La responsabilité pénale de l'employeur qui a recours au travail dissimulé peut être engagée : il peut s'agir d'une personne physique ou le dirigeant d'une société lorsque l'infraction est commise par une personne morale. Le travail dissimulé est une infraction présumée : dans le cas où les autorités compétentes constatent l'existence de travail dissimulé, c'est à l'employeur de prouver son innocence, par exemple en démontrant une délégation de pouvoir. De même, la responsabilité pénale du client de l'entrepreneur qui a recours au travail dissimulé peut être engagée en application de l'article 8222-1 et suivant du Code pénal : en effet, il a l'obligation de vérifier lors de la conclusion du contrat que l'entrepreneur a rempli toutes les obligations qu'il devait respecter ; sans ces vérifications, le client sera réputé avoir eu connaissance du travail dissimulé
L'infraction de travail dissimulé peut être constatée par des fonctionnaires dotés de pouvoirs de police judiciaire mais qui ne sont pas des officiers de la police judiciaire : ce sont les inspecteurs du travail, les agents des impôts et des douanes, les agents des organismes de la Sécurité Sociale,... Tous ces agents doivent avoir accès aux documents nécessaires à leurs fonctions, fournis par le chef d'entreprise ; si celui-ci leur refuse l'accès, il commet un délit d'obstacle à leurs fonctions.
Le travail dissimulé est puni de trois ans d'emprisonnement et 45 000 euros d'amende (article 8224-1 du Code du travail). Une peine complémentaire peut également être prononcée à l'égard de l'employeur. Il peut s'agir : « 1° d'une interdiction, suivant les modalités prévues par l'article 131-27 du code pénal, soit d'exercer une fonction publique ou d'exercer l'activité professionnelle ou sociale dans l'exercice ou à l'occasion de l'exercice de laquelle l'infraction a été commise, soit d'exercer une profession commerciale ou industrielle, de diriger, d'administrer, de gérer ou de contrôler à un titre quelconque, directement ou indirectement, pour son propre compte ou pour le compte d'autrui, une entreprise commerciale ou industrielle ou une société commerciale. Ces interdictions d'exercice peuvent être prononcées cumulativement ; 2° d'une exclusion des marchés publics pour une durée de cinq ans au plus ; 3° de la confiscation des objets ayant servi directement ou indirectement à commettre l'infraction ou qui ont été utilisés à cette occasion, ainsi que de ceux qui en sont le produit et qui appartiennent au condamné ; 4° de l'affichage du jugement aux frais de la personne condamnée dans les conditions prévues à l'article 131-35 du code pénal et son insertion, intégrale ou par extraits, dans les journaux qu'elle désigne.
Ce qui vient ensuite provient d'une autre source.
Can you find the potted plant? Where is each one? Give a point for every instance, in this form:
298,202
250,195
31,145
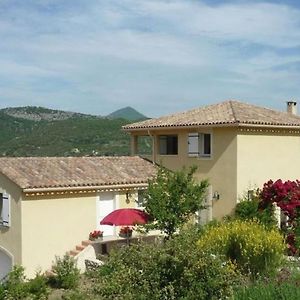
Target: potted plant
96,234
125,231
Ces frais ne peuvent excéder le montant maximum de l'amende encourue ; 5° de l'interdiction, suivant les modalités prévues par l'article 131-26 du code pénal, des droits civiques, civils et de famille. » Les personnes morales encourent les sanctions prévues à l'article 131-39 du Code du travail si elles commettent l'infraction de travail dissimulé (article 8224-5 du Code du travail).
III- Des sanctions civiles peuvent également être prononcées à l'égard de l'employeur :
En cas de rupture de la relation de travail, le travailleur non déclaré a droit à une indemnité forfaitaire égale à six mois de salaire (article L324-11-1 du Code du travail).
Le salarié dont l'activité a été dissimulée peut demander la reconnaissance de l'existence du contrat de travail le liant au donneur d'ordre. La reconnaissance de l'existence du contrat de travail entraîne les conséquences civiles attachées au paiement des rémunérations, indemnités et charges sociales relatives au salarié concerné ;
Enfin, il faut souligner que l'article L 8222-2 du Code du Travail dispose que toute personne condamnée pour avoir recouru directement ou par personne interposée, au service de celui qui exerce un travail dissimulé est tenu solidairement avec celui qui a fait l'objet d'un procès verbal pour délit de travail dissimulé : - au paiement des impôts, taxes et cotisations obligatoires ainsi que des majorations dues par celui ci au Trésor ou aux organismes de protection sociale ; - le cas échéant au remboursement des sommes correspondant au montant des aides publiques dont il a bénéficié ; - au paiement des rémunérations, indemnités et charges dues par lui à raisons de l'emploi de salarié dissimulé.